Fake News Espíritas

Marcelo Henrique

2018 é um ano importante para a análise da influência das mídias sociais sobre o pensamento e a conduta dos brasileiros. Independente de eventuais preferências ideológicas – já que ninguém, de fato, é “tábula rasa”, possuindo, cada qual, uma bagagem de experiências e conhecimentos, desta e de outras existências – poucos são os que examinam notícias e publicações com “espírito desarmado”.

Não é que estejamos pregando neutralidade absoluta. Longe disso. Um velho e sábio professor de jornalismo, já me teria dito: “a imparcialidade na comunicação é uma saudável utopia”. Muitos dizem tê-la, alguns sonham com ela, mas ninguém a visualiza, nem experimenta, nas curvas das estradas da vida…

Kardec sempre se pautou pelo exame lógico-racional, construído a partir de suas atividades pedagógicas e ampliado a partir do concurso com as explicações transcendentais dadas por Espíritos – a quem não via, mas ouvia ou lia as mensagens produzidas.

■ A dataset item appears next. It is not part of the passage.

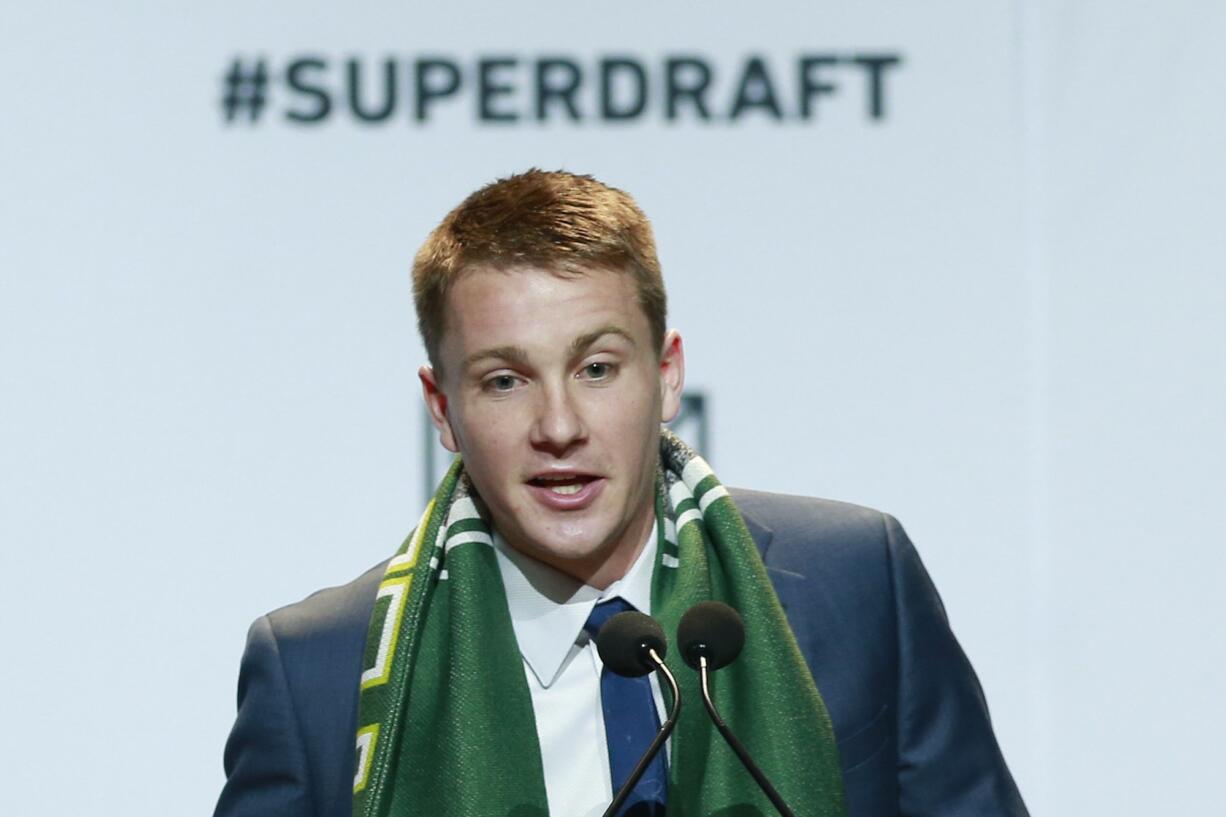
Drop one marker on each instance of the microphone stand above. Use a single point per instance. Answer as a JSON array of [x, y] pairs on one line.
[[737, 746], [661, 736]]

Faço este destaque porque a perspectiva me parece ser a mesma, posto que, pelas mídias sociais, não estamos “diante” das pessoas, mas de fatos, de notícias, de postagens ou manifestações de opinião, o que não nos permite, então, verificar a comunicação complementar, a gestual, a facial, a psicológica… Estes são elementos importantes para uma diagnose mais completa, mas a vida (de inter-relações) não é sempre ao vivo e a cores, sabemos…

Neste cenário legitimamente brasileiro, as FakeNews (notícias falsas ou fabricadas) ocupam um papel destacado. Distorcer, alterar os fatos, compor cenários, recortar pensamentos, ou, mesmo, produzir falsidades com a alteração de textos, imagens, áudios ou vídeos, exorbita o bom senso e ataca frontalmente os elementos de utilidade, verdade e bondade. Se a intenção é o que vale, em termos de análise espírita genuína, o objetivo (falsidade) é eivado, desde sempre, de criminalidade. O ordenamento jurídico de todas as nações desenvolvidas e democráticas os qualifica como calúnia, injúria ou difamação e aplica penalidades que visam resguardar a honra e a dignidade de quem seja atingido.

Podemos, entretanto, filtrar o escopo de análise deste tema e abstrair-nos das questões da política-partidária e das disputas eleitorais – em que segmentos afiliados a uma e outra corrente se digladiam – para buscar-lhe a aplicabilidade em termos do conhecimento espírita e espiritual. Ou seja, perguntar-nos-íamos: – Existem FakeNews Espíritas?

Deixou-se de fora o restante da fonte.